Foundry private networking for Azure AI agents#8708
Draft
m5i-work wants to merge 15 commits into
Draft
Conversation
Add a declarative network: block to the Foundry service in azure.yaml and
teach the bicep-less synthesizer to provision a VNet-bound (network-secured)
account from it. Additive: an absent block yields today's public account.
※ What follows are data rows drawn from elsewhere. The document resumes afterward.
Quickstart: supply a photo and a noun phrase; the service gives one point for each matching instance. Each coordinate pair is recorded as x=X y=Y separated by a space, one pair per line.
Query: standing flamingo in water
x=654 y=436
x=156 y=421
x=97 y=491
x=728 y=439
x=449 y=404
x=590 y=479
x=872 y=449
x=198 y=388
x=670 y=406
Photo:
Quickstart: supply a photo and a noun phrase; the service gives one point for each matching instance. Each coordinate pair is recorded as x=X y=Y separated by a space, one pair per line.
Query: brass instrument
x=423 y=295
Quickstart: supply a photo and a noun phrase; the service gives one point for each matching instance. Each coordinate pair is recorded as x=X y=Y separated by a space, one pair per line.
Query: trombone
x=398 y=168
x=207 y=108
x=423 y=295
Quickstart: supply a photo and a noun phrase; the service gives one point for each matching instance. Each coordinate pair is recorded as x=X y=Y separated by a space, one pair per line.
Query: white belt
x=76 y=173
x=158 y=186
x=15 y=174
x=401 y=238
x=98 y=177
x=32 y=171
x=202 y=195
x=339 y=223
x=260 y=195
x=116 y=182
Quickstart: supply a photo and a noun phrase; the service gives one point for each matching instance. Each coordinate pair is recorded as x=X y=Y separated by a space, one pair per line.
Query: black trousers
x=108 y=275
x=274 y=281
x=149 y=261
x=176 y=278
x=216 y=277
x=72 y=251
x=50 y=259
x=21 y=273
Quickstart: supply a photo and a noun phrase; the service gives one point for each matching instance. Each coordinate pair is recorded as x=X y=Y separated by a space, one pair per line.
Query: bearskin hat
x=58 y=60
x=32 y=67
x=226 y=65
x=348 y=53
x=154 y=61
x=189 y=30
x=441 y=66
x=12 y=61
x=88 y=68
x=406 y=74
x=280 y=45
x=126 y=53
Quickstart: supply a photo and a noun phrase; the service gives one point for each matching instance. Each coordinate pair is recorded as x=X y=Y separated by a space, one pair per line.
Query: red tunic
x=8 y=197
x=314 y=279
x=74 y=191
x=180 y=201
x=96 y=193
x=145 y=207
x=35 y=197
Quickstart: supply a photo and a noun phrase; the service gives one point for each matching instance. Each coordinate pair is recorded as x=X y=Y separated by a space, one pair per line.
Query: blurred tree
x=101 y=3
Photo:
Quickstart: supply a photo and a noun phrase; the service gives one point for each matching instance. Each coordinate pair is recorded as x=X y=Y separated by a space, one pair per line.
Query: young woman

- schema: network: surface (mode byo|managed, byo vnet/subnets tri-state,
managed isolationMode, dns create-or-reference) on microsoft.foundry.json
- synthesizer: decode network:, resolve ${VAR}, validate (mode coherence,
vnet ARM id, subnet tri-state/CIDR, DNS rg/sub), emit network params +
NetworkMode for telemetry
- templates: new modules/network.bicep, subnet.bicep, private-endpoint-dns.bicep;
resources.bicep/main.bicep guard the network path on enableNetworkIsolation
(publicNetworkAccess Disabled, networkAcls Deny, agent networkInjections,
account private endpoint + 3 AI DNS zones); main.arm.json regenerated
- provider: pass azd env for ${VAR} resolution, emit provision.network_mode,
warn that network: is ignored when endpoint: (brownfield) is set
- docs/tests: synthesizer network tests, eject module assertions, extension
README network section, telemetry-data.md provision.network_mode
The existing on-disk provision flow resolves ${VAR} in main.parameters.json
from the azd environment at provision time. Eject must therefore keep ${VAR}
references verbatim instead of resolving them eagerly from the process env and
freezing a literal into the ejected file.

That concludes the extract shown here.